Picture by Images_of_Money
I’ve never been good at Maths. From the earliest days, the world of the isosceles triangle, let alone sines and co-sines was a world of impenetrable mystery. Which is why much of world economics passes over my head. I don’t know why Iceland went broke and is now back revving on most if not all cylinders again. I don’t know whether or how Britain is managing very well outside the euro. And I have only lately discovered what the word GREXIT means. But there are a few things that even a mathematical dolt like me can grasp.
1. For the past five years, the EU has put its knee on the chest and its fingers round the throat of Greece. In this way it was able to insist that Greeks follow a course of austerity, so it could pay back its debts and become a good little country for investment.
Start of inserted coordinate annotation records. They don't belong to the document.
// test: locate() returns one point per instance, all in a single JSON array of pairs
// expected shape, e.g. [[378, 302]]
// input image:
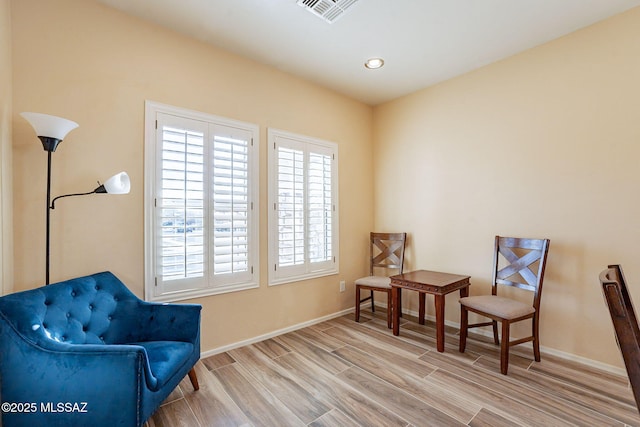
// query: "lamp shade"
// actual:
[[118, 184], [49, 126]]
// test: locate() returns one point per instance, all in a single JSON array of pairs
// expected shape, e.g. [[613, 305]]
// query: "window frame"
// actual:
[[281, 275], [155, 288]]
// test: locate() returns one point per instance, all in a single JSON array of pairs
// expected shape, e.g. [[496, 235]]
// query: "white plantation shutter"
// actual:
[[180, 202], [231, 205], [320, 206], [204, 225], [303, 197], [291, 207]]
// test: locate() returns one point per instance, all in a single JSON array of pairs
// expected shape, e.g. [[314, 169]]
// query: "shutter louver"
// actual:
[[230, 179], [181, 204], [291, 207], [320, 207]]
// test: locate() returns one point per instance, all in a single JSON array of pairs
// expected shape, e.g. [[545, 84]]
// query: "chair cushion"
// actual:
[[495, 305], [164, 357], [375, 281]]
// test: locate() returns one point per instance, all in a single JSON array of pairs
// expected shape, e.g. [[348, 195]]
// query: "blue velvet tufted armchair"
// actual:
[[88, 352]]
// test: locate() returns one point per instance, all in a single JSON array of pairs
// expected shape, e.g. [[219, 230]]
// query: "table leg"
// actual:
[[464, 292], [395, 293], [439, 300]]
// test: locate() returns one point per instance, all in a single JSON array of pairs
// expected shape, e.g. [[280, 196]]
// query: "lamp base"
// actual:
[[49, 144]]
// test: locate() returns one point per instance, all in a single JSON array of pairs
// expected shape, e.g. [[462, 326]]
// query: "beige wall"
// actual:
[[97, 66], [543, 144], [6, 206]]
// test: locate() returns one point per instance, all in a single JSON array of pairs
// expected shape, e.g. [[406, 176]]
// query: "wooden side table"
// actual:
[[427, 282]]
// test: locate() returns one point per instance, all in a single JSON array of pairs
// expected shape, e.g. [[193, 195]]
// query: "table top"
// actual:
[[433, 282]]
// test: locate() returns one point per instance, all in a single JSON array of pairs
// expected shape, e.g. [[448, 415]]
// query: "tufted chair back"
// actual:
[[86, 310]]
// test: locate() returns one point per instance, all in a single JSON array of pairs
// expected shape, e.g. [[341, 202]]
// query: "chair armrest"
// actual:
[[78, 374], [159, 322]]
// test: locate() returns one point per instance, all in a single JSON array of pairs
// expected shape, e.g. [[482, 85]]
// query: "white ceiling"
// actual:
[[423, 42]]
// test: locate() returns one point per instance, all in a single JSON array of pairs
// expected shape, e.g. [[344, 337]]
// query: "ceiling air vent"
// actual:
[[329, 10]]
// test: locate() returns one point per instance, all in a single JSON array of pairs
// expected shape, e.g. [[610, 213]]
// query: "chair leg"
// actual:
[[464, 322], [504, 348], [357, 303], [389, 308], [194, 379], [373, 306], [536, 341]]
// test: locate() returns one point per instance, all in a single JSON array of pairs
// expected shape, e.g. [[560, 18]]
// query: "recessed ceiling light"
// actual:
[[373, 63]]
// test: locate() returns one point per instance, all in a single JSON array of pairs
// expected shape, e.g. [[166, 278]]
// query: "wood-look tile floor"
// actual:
[[342, 373]]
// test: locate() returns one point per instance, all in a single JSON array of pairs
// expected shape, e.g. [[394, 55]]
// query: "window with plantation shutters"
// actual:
[[201, 204], [303, 218]]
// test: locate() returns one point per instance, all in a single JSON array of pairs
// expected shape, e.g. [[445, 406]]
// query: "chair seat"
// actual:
[[375, 281], [498, 306], [163, 357]]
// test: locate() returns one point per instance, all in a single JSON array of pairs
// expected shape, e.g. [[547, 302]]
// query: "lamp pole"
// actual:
[[48, 214]]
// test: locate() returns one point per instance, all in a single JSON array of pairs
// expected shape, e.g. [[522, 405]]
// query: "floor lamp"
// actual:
[[51, 130]]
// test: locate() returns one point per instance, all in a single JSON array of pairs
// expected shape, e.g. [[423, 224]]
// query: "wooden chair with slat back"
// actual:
[[386, 255], [519, 263], [625, 323]]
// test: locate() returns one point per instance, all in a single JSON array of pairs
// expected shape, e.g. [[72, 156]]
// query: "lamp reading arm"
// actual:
[[53, 202], [117, 184]]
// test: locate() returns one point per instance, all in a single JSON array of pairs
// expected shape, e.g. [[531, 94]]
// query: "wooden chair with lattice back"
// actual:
[[386, 257], [625, 323], [519, 263]]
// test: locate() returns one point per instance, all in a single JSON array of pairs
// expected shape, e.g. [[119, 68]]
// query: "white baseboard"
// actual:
[[551, 351], [275, 333], [557, 353]]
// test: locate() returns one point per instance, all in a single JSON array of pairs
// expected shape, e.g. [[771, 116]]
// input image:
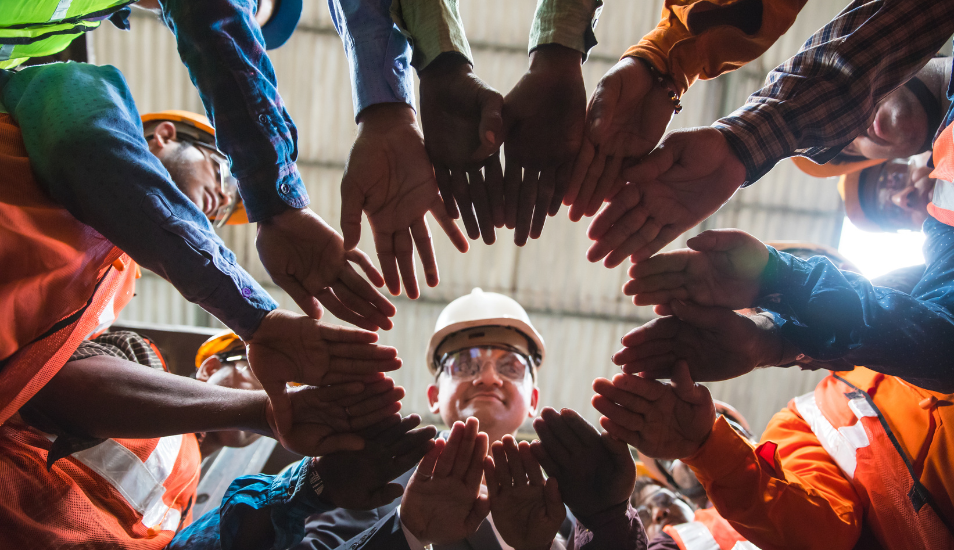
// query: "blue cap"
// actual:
[[279, 28]]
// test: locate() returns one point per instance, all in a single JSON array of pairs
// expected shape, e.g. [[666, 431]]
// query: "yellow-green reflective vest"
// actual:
[[33, 28]]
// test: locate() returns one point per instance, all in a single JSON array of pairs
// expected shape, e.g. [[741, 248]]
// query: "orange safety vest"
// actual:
[[846, 412], [59, 282], [709, 531], [123, 493]]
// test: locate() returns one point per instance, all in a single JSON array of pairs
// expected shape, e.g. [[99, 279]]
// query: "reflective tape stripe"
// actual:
[[840, 444], [140, 483], [696, 536]]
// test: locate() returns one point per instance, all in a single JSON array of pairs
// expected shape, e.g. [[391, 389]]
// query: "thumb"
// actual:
[[699, 316], [352, 202]]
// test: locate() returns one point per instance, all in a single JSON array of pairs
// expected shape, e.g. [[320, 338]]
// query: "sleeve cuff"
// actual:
[[432, 28], [570, 23]]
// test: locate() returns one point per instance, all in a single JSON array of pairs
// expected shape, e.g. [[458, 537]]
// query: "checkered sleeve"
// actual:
[[816, 102]]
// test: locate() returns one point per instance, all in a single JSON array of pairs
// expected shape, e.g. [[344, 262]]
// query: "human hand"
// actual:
[[326, 419], [596, 472], [661, 420], [361, 480], [389, 177], [307, 258], [626, 118], [442, 502], [721, 267], [463, 129], [689, 176], [544, 115], [527, 510], [294, 348], [717, 343]]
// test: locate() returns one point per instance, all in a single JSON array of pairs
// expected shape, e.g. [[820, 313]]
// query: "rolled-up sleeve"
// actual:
[[222, 46]]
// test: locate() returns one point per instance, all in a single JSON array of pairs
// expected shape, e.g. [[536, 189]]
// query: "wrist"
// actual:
[[383, 116]]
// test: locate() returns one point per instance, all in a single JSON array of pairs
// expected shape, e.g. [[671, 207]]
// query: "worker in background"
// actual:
[[485, 356], [860, 462], [76, 274], [107, 453], [76, 119]]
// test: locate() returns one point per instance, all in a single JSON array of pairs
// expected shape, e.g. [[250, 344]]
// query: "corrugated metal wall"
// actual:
[[576, 305]]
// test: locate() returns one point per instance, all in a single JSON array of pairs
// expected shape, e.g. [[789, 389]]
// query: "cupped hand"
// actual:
[[717, 343], [361, 480], [689, 176], [595, 472], [307, 259], [626, 118], [666, 421], [442, 503], [463, 129], [544, 115], [527, 509], [294, 348], [721, 267], [389, 177]]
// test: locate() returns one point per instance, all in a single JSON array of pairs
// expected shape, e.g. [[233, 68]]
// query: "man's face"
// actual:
[[485, 387], [897, 129], [897, 193]]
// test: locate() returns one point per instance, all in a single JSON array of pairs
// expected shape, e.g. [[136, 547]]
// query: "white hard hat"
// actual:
[[483, 309]]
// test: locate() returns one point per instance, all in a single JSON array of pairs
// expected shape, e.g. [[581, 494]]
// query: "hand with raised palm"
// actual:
[[527, 509], [721, 267], [307, 259], [666, 421], [544, 115], [687, 178], [463, 129], [442, 503], [626, 118], [389, 178]]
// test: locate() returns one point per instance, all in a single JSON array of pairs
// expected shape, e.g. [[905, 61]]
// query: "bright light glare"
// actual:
[[878, 253]]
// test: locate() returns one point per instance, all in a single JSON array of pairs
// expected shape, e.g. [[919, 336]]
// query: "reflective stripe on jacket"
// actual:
[[59, 277], [709, 531]]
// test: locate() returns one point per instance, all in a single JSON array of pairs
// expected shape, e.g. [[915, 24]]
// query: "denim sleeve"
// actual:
[[84, 138], [222, 46], [833, 315], [379, 55], [289, 496]]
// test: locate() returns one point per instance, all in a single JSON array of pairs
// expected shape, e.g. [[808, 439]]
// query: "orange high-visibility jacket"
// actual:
[[864, 454], [59, 282], [709, 531], [697, 39]]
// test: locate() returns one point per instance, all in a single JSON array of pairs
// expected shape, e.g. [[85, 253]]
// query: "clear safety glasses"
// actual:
[[466, 364]]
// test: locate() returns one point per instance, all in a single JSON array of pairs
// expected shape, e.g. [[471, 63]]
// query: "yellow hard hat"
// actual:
[[484, 309], [198, 128], [805, 250], [216, 345]]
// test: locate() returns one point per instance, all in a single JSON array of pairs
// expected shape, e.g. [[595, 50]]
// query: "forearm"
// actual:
[[759, 498], [705, 39], [222, 46], [106, 397], [379, 56], [819, 100], [831, 315]]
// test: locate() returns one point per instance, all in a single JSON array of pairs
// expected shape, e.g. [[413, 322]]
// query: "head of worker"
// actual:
[[485, 355], [889, 196], [658, 506], [679, 477], [277, 19], [184, 143], [222, 361]]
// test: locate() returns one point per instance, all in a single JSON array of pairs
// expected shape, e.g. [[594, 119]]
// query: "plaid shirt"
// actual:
[[222, 46], [817, 102]]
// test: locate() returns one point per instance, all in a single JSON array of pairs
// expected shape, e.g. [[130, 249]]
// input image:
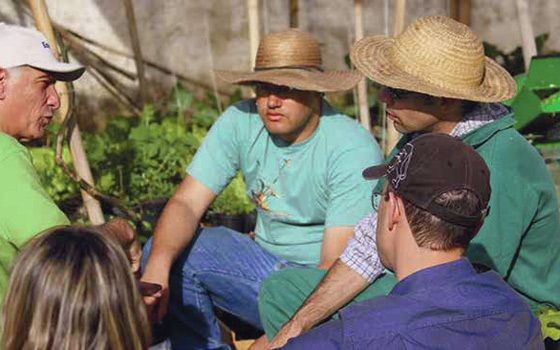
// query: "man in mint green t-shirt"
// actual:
[[28, 99], [301, 162]]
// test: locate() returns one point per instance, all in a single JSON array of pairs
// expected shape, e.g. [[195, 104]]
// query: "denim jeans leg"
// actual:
[[220, 268]]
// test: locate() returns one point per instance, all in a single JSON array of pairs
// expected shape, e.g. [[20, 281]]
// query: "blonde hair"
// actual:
[[71, 288]]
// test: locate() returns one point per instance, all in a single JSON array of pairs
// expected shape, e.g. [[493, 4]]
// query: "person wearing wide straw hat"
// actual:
[[298, 157], [28, 100], [436, 78]]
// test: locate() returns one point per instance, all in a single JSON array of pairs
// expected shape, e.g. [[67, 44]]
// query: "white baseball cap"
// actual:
[[21, 46]]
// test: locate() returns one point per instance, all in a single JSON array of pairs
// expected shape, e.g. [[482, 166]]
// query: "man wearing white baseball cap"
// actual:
[[28, 100]]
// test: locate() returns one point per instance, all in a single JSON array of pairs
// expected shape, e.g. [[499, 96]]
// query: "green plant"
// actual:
[[513, 61], [139, 160], [550, 322]]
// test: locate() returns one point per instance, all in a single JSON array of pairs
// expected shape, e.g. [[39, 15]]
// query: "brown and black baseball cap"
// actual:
[[433, 164]]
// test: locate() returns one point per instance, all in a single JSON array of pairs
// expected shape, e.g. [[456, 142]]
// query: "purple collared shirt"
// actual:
[[448, 306]]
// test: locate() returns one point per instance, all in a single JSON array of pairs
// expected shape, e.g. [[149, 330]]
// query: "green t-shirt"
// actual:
[[298, 189], [25, 207]]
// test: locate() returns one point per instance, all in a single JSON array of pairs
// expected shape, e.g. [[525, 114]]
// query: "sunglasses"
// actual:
[[398, 94], [264, 89], [376, 197]]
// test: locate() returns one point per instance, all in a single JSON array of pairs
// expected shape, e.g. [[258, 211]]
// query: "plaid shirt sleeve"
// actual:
[[361, 253]]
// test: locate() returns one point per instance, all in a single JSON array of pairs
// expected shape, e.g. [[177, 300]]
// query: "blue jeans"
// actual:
[[222, 268]]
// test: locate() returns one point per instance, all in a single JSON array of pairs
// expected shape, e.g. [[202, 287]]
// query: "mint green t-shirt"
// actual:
[[299, 189], [25, 207]]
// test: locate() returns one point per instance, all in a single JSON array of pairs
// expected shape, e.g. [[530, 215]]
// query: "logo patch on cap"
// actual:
[[400, 165]]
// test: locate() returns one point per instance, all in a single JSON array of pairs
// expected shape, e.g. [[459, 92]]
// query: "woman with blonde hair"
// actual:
[[72, 289]]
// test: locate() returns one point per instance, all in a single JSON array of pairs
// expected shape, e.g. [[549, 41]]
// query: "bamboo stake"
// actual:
[[460, 10], [529, 47], [211, 62], [362, 85], [294, 11], [136, 48], [253, 7], [454, 9], [392, 134], [465, 12], [93, 208], [65, 33]]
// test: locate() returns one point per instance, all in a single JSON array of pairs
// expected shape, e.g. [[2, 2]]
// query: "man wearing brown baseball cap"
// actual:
[[436, 78], [28, 101], [300, 160], [434, 201]]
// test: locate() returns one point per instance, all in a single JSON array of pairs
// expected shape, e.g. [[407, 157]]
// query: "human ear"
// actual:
[[3, 83], [395, 210]]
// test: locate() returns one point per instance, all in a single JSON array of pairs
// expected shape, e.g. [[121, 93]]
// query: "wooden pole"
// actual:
[[294, 10], [528, 45], [454, 9], [465, 12], [136, 48], [43, 23], [460, 10], [253, 7], [392, 134], [362, 85]]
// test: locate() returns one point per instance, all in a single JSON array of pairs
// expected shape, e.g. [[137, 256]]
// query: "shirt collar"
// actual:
[[434, 277]]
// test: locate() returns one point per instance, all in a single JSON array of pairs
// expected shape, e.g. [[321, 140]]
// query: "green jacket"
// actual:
[[520, 238]]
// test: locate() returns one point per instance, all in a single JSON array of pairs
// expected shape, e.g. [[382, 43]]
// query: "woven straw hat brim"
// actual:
[[372, 57], [326, 81]]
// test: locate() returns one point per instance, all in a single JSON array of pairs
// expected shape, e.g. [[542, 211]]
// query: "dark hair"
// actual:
[[429, 231], [469, 106]]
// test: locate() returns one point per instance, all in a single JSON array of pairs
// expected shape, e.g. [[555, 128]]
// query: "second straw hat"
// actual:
[[292, 58], [434, 55]]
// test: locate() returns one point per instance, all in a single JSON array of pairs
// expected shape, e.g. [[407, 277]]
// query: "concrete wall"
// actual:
[[192, 37]]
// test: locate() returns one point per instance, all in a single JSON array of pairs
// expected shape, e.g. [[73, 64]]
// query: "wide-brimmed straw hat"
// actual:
[[434, 55], [292, 58]]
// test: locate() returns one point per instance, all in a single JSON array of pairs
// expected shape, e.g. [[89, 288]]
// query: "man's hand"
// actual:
[[156, 304], [290, 330], [126, 236]]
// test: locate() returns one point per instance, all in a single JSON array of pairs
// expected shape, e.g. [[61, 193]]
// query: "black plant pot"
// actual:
[[243, 223]]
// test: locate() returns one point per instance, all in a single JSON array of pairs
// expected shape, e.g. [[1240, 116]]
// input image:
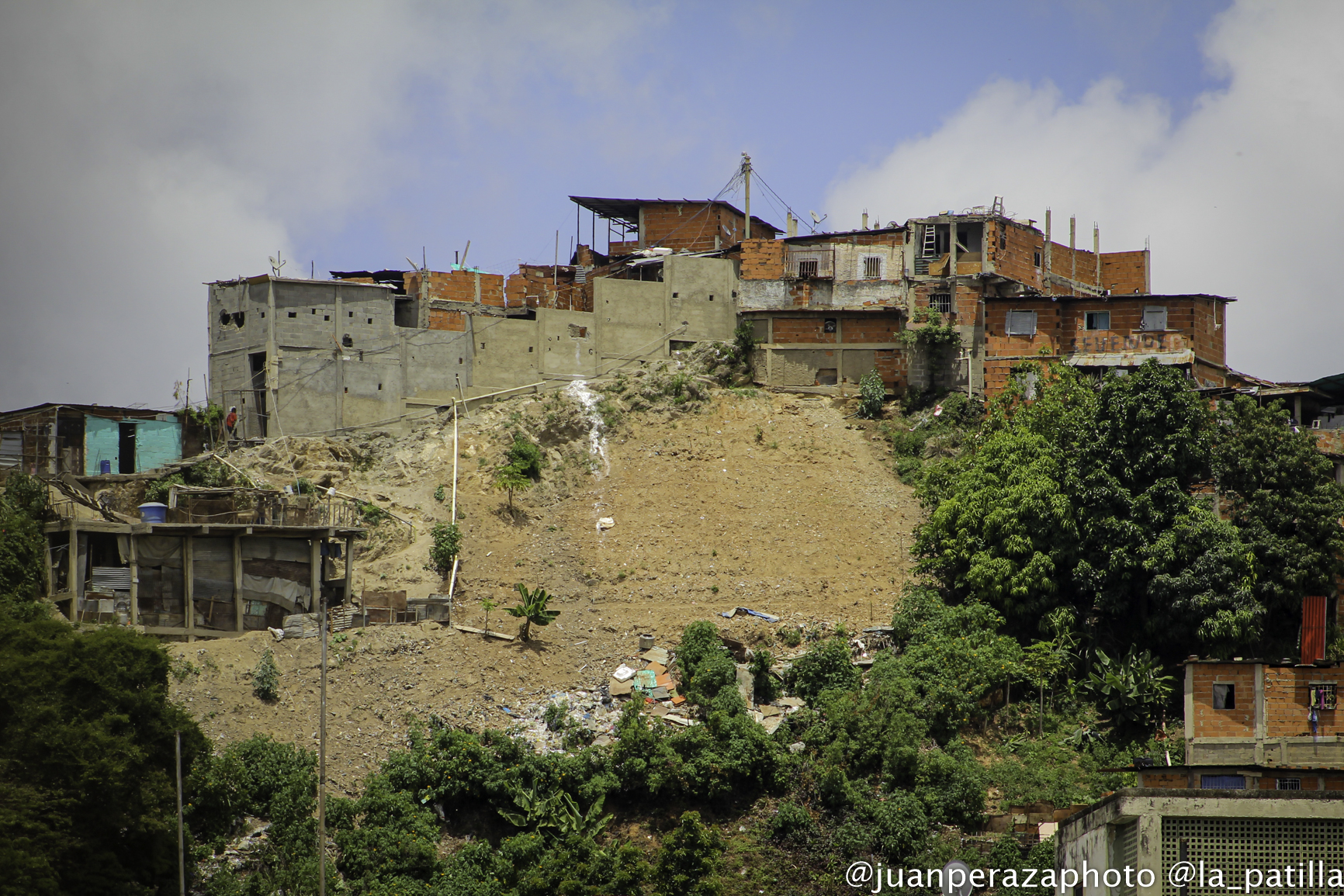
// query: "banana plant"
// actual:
[[532, 611]]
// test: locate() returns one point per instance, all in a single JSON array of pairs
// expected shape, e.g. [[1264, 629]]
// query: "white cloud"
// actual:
[[1239, 196], [152, 145]]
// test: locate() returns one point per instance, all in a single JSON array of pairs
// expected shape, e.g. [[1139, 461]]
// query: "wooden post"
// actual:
[[73, 566], [135, 580], [321, 710], [189, 611], [238, 580]]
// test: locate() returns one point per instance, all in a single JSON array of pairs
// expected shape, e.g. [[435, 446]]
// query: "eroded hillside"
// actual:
[[778, 503]]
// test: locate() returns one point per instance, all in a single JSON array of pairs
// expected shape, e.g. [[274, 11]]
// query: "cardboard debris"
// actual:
[[656, 655], [750, 613], [494, 635]]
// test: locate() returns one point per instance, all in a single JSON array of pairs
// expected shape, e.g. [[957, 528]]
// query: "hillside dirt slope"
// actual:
[[773, 501]]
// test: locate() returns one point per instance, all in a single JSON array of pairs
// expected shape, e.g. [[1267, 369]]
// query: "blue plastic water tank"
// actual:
[[154, 512]]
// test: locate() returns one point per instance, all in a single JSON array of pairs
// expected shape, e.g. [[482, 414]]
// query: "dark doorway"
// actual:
[[126, 448], [258, 371]]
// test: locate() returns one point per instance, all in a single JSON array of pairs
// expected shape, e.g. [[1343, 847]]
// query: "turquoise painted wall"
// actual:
[[158, 442], [102, 438]]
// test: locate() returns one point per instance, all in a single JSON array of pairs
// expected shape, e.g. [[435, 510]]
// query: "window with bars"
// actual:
[[1020, 324]]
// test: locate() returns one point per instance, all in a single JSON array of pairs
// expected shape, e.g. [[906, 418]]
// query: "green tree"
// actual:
[[532, 611], [688, 860], [88, 791], [1083, 499], [1281, 495], [446, 541]]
2. The Syriza party was elected on the promise that it’d open the window and yell that the Greek people were mad as hell and weren’t going to take any more.
3. The EU response to this was ‘Oh, yeah?” It insisted and is insisting that the Greeks will not get any more money except they continue with a hair-shirt economy where a nation already on its knees will be punished until it’s face down in the dust.
4. Greek unemployment is running at 27% and among young workers at 60%. If you continue a programme of knee-on-the-chest austerity, it’s impossible to see how you’ll stimulate growth and get all these people back to work.
5. The EU is not an association of equals. If you’re rich, you’re powerful and call the shots (Hello, Germany); if you’re poor, you do what you’re told (hello, Ireland).
6. Sometimes the devil you don’t know is better than the devil you know, if the devil you know is promising to save you by having you hang yourself.
7. The Irish government – particularly Enda Kenny’s Fine Gael – are praying that the Greeks are forced to vote Yes next Sunday. If they say No and are ejected from the eurozone, Ireland’s policy of forelock-tugging to the troika will look pretty stupid.